Aún más, la decisión de Francisco de levantar una sanción que, si existió, fue reservada y secreta, entra perfectamente dentro de la autoridad discrecional del Pontífice, se juzgue sabia o no, más cuando se trata de un clérigo retirado de sus funciones jerárquicas y al que Francisco encargó misiones puntuales confiando en una habilidad diplomática que nadie ha puesto en duda. Y, por último, que no había sido acusado todavía de un delito perseguible penalmente.

Todo lo cual nos lleva a concluir que Ouellet puede tener una apreciación del secreto pontificio distinta a la de Viganò y discernir en buena conciencia que debe mantenerlo, por ser fiel a su juramento y por el bien de la Iglesia.

No es Ouellet el que debe hablar. Es el Papa. Es él quien está libre de todo juramento de secreto y, sobre todo, quien tiene plena potestad para abrir todos los archivos y presentar todos los documentos, no sólo los que conserva el cardenal canadiense.

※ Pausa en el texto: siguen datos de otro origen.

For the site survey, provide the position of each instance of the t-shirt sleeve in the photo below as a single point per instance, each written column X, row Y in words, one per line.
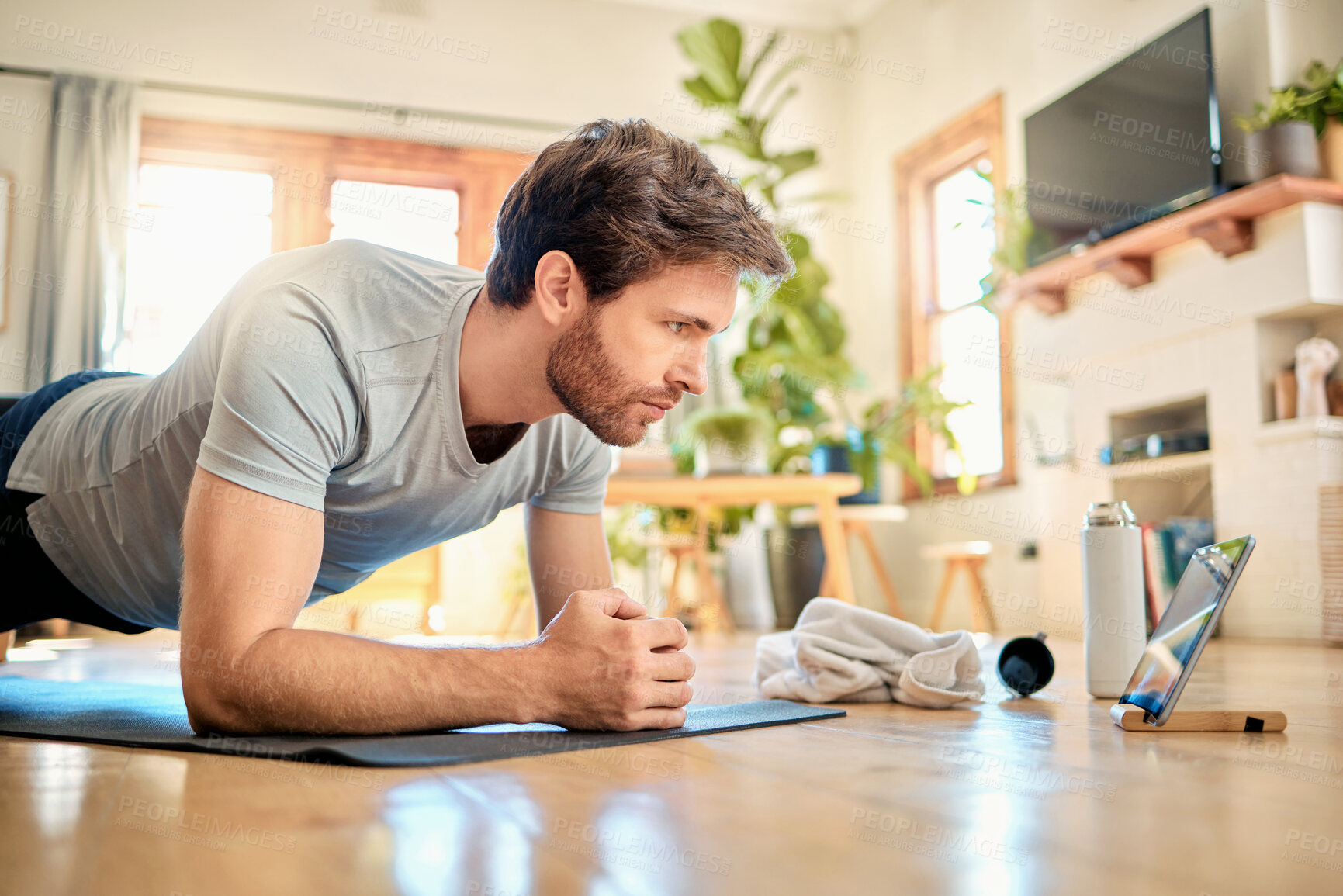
column 285, row 411
column 582, row 490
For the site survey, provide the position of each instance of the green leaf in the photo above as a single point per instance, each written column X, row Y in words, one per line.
column 704, row 92
column 715, row 46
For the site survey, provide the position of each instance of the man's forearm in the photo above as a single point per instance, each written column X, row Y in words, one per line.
column 327, row 683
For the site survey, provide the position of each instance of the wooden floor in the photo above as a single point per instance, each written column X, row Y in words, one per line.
column 1040, row 795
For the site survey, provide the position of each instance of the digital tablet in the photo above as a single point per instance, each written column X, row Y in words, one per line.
column 1185, row 628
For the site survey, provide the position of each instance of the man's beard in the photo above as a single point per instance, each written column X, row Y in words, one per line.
column 590, row 387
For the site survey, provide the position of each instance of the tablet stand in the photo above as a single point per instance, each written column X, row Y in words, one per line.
column 1130, row 718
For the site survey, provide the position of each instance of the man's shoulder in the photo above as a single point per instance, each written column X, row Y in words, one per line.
column 360, row 261
column 564, row 441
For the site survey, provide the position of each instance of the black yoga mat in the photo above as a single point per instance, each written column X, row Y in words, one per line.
column 136, row 715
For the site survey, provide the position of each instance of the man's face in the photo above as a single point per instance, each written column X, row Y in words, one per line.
column 624, row 365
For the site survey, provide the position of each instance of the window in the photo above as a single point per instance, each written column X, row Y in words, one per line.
column 224, row 196
column 946, row 194
column 209, row 226
column 417, row 220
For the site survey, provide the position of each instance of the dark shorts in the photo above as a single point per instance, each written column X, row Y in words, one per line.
column 40, row 590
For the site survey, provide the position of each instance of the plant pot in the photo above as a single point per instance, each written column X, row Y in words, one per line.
column 797, row 560
column 843, row 458
column 1291, row 148
column 1331, row 150
column 746, row 578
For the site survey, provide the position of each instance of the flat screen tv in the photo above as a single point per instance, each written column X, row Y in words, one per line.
column 1137, row 141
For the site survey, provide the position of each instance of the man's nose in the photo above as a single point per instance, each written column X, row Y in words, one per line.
column 692, row 374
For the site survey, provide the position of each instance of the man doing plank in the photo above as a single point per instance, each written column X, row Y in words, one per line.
column 347, row 405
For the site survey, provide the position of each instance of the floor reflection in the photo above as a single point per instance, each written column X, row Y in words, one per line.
column 461, row 835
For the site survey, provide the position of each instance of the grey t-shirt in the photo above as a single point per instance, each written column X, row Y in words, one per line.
column 327, row 376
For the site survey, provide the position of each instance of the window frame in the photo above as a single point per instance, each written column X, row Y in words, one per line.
column 299, row 218
column 974, row 135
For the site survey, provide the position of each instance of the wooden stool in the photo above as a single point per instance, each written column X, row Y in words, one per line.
column 854, row 519
column 968, row 556
column 712, row 607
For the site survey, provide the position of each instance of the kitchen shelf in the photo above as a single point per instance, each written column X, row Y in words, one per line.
column 1225, row 222
column 1158, row 466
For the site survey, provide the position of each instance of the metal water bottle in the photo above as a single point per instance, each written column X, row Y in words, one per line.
column 1113, row 614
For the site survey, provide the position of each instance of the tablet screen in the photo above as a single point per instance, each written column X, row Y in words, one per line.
column 1182, row 626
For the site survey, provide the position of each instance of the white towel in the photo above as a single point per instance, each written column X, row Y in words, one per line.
column 841, row 652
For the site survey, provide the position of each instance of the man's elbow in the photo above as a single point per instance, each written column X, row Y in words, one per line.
column 209, row 710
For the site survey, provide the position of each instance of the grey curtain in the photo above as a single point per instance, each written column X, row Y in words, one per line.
column 88, row 213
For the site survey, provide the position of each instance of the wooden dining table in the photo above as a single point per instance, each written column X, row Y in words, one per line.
column 704, row 493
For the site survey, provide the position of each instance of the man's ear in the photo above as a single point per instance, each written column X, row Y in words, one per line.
column 558, row 289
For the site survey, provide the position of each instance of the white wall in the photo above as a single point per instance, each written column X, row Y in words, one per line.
column 547, row 64
column 1032, row 53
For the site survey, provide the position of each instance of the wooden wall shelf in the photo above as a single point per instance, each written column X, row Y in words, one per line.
column 1225, row 222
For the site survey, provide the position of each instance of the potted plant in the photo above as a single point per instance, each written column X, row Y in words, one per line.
column 727, row 440
column 884, row 431
column 1282, row 135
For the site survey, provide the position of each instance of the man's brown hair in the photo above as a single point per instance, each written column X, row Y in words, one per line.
column 626, row 200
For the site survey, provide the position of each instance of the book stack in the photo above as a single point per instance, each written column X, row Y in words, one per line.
column 1168, row 548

Su Santidad acaba de hacer público un comunicado en el que pide a todos los fieles que recemos a diario el Santo Rosario y la Oración al Arcángel San Miguel instituida por León XIII, “para defenderla de los ataques del maligno, el gran acusador”, una iniciativa digna del Santo Padre y muy necesaria en estos tiempos convulsos para la Iglesia.
Ese ‘gran acusador’ ha sido el protagonista de varias homilías papales en Santa Marta desde que volvió del Encuentro Mundial de las Familias en Irlanda o, lo que es lo mismo, desde que se hizo público el Testimonio Viganò. Dibuja en ellas al Diablo no tanto como sembrador de mentiras sino como revelador de íntimos pecados, con el fin de escandalizar y dividir. Es, sin duda, una interpretación novedosa, y nuestra doctrina moral prevé una figura, la difamación, que condena dañar el buen nombre de alguien divulgando pecados atribuidos a la persona, aunque sean ciertos.

Pero ya hemos pasado esa fase. Ya no hay protección en el silencio y difícilmente bien alguno, no sólo porque ha sido el silencio el que ha permitido que crezca y medre esta cultura de encubrimiento y abusos, sino porque las acusaciones están hechas, son públicas, son verosímiles y dividen y desconciertan a los fieles.

El Papa tiene en su mano acabar con esta agonía, de un plumazo. Puede desmentir a Viganò, sacar a la luz todas las pruebas que desenmascaren las mentiras o, en su caso, los errores de juicio o de hecho del arzobispo.

Y si el núcleo de cuanto cuenta Viganò es cierto, nadie podría acusar al Santo Padre de mentir, bien al contrario: su negativa a defenderse (“qui tacet consentire videtur”) o a contradecir las acusaciones e incluso su insistencia homilética sobre el Gran Acusador que ataca y escandaliza con la verdad apuntan a algo parecido a un admisión.

El Papa podría abrir esas ventanas y dar ejemplo de esa transparencia que siempre ha dicho querer para la Iglesia dando acceso a la evidencia disponible. Puede lamentar que Viganò haya faltado a su juramento, puede apuntar errores y juicios de valor que resulten temerarios y poco caritativos. Y, en última instancia, defender su rehabilitación parcial de McCarrick en base a la misericordia.

El Papa podría acallar así a los acusadores, dar un ejemplo valeroso de transparencia para toda su grey, especialmente para sus pastores, y mostrar una prueba de humildad que sería una lección para todos.

Pero mantener el silencio -que ya no es tal, sino cacofonía de voces- no sirve ya a otro fin que a la división y al desconcierto de los fieles.